I guess it was warranted considering the times, but I dislike how the focus for so much of the debate is on foreign policy, and the Middle East especially. “What will you do about Afghanistan, what will you do about Iraq, what will you do about Pakistan, what will you do about Iran, what will you do about Russia?” It’s really frustrating. I wish one candidate would just say “why do we have to do anything about XYZ country? Leave them to their own problems and let’s focus on ours. Specifically, I’d like to start with the rising income inequality…”
ASIDE: On this point, I remember once in my high school US government class in 2011 we were all talking about which side America ought to get involved with during the Libyan civil war. I was literally the only person who raised the question “why do we have to get involved on ANY side? Why does their war have to be our problem?” I really loathe this neocon mentality a lot of Americans, and especially our leaders, seem to have. I hate how it’s NEVER questioned. It’s not our place to insert ourselves into every other country’s domestic affairs, at least not in the context of warring or playing kingmaker with their governing factions. This is especially so when our own domestic issues are going so terribly.
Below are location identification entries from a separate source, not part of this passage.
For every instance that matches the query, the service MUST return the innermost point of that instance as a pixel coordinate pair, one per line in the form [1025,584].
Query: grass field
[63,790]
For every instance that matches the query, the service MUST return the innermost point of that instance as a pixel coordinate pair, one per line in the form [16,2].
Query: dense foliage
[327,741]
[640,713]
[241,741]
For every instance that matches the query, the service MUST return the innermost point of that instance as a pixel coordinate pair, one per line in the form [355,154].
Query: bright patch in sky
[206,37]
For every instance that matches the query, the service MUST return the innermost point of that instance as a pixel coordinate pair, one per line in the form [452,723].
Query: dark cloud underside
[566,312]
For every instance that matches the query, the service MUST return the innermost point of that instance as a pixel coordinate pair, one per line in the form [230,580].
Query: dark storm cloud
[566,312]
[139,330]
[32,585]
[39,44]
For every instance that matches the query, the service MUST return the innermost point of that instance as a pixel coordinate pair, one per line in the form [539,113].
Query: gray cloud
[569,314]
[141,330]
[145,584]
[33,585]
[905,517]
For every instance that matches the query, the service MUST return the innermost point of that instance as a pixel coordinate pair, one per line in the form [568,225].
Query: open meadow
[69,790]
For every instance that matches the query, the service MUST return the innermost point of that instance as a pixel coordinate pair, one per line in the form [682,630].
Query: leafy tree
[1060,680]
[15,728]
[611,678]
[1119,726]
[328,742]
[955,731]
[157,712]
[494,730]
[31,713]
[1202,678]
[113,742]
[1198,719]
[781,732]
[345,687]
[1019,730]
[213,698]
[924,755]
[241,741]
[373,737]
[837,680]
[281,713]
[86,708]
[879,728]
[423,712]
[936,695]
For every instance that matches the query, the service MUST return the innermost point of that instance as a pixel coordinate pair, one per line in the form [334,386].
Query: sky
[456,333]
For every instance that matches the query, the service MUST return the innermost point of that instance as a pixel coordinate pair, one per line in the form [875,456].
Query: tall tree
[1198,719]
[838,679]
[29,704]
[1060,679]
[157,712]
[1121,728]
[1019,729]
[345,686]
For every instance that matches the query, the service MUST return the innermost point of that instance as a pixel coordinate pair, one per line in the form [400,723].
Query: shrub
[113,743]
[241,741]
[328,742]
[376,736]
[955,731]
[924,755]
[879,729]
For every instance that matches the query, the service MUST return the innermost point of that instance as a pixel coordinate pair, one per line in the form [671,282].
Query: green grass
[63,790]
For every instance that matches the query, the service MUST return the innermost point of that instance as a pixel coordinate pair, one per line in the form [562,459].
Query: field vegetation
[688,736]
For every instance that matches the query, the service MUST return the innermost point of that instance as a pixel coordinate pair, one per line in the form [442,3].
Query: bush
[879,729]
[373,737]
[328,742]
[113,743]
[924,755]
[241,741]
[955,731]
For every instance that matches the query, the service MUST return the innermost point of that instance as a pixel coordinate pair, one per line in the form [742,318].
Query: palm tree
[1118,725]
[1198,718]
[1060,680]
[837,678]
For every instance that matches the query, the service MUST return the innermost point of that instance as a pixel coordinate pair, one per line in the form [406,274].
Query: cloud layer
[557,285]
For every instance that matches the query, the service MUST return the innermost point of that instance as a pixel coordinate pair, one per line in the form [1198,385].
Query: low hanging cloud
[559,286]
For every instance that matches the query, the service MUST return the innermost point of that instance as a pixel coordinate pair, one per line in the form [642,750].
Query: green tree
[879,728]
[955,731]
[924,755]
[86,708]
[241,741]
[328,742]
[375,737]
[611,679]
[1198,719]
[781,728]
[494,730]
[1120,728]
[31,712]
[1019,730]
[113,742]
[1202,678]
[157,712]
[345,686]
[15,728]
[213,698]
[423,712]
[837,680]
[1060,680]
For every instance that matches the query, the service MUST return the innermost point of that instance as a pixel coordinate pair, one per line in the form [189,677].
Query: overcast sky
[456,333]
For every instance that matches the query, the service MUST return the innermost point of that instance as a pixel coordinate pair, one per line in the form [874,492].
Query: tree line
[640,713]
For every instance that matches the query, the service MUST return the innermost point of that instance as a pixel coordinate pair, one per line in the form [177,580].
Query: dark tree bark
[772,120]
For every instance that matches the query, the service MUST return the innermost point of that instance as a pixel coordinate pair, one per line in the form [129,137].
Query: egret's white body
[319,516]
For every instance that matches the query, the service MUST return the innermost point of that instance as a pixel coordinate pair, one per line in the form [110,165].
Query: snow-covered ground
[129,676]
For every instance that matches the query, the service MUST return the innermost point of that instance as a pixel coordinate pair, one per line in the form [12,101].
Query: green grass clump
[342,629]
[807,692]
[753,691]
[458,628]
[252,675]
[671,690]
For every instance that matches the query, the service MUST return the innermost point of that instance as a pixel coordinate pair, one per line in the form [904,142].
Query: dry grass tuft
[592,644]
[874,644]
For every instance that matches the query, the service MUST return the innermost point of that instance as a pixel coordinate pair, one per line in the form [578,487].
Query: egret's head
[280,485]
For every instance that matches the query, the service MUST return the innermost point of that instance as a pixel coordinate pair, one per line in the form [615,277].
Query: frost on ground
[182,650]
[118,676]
McCain looks pretty silly hyping up how Iran is imminently going to possess a nuke, and using Patraeus as his source for all his ideas, considering what happened to him. I also think he’s wrong to give Obama so much flak for how he (Obama) would sit down with the leader of Iran without preconditions. That’s how you get progress. You sit down and hear the other side out. We make peace with our enemies, not our friends, and frankly I think it would have been a stretch to call Iran an enemy anyway. Trying to act like you’re so much better than the leaders of Iran or anywhere else that they have to conform to your demands 100% of the time is ridiculously arrogant and potentially dangerous.
The 2016 primaries in both parties with the focus overwhelmingly on domestic issues and policy is a direct blow back from all these years (2000-2012) where the debate topics centered on geopolitical chess and neocon nation building. People are sick of it, and rightly so. That warmongering outlook has brought us nothing but trouble.
As much as I disliked everything about Obama, He was clearly from our current perspective the lesser evil when compared to McCain. I didn’t watch the debates, but can see from your analysis that they both were big liers. McCain we now know to be a supporter of ISIS seems to have lied constantly about foreign policy. While Obama clearly a tool of the financial elites seems to have lied consistency about financial policies. Too bad these two evil clowns were the best the major political parties offered up that year. In the past it seems that politicians were usually flawed but in this election it seems to me that both major candidates were legitimately evil men. With only their own self interest a heart. You did a good job analyzing an evet that probably would probably have made me sick if I had watched it.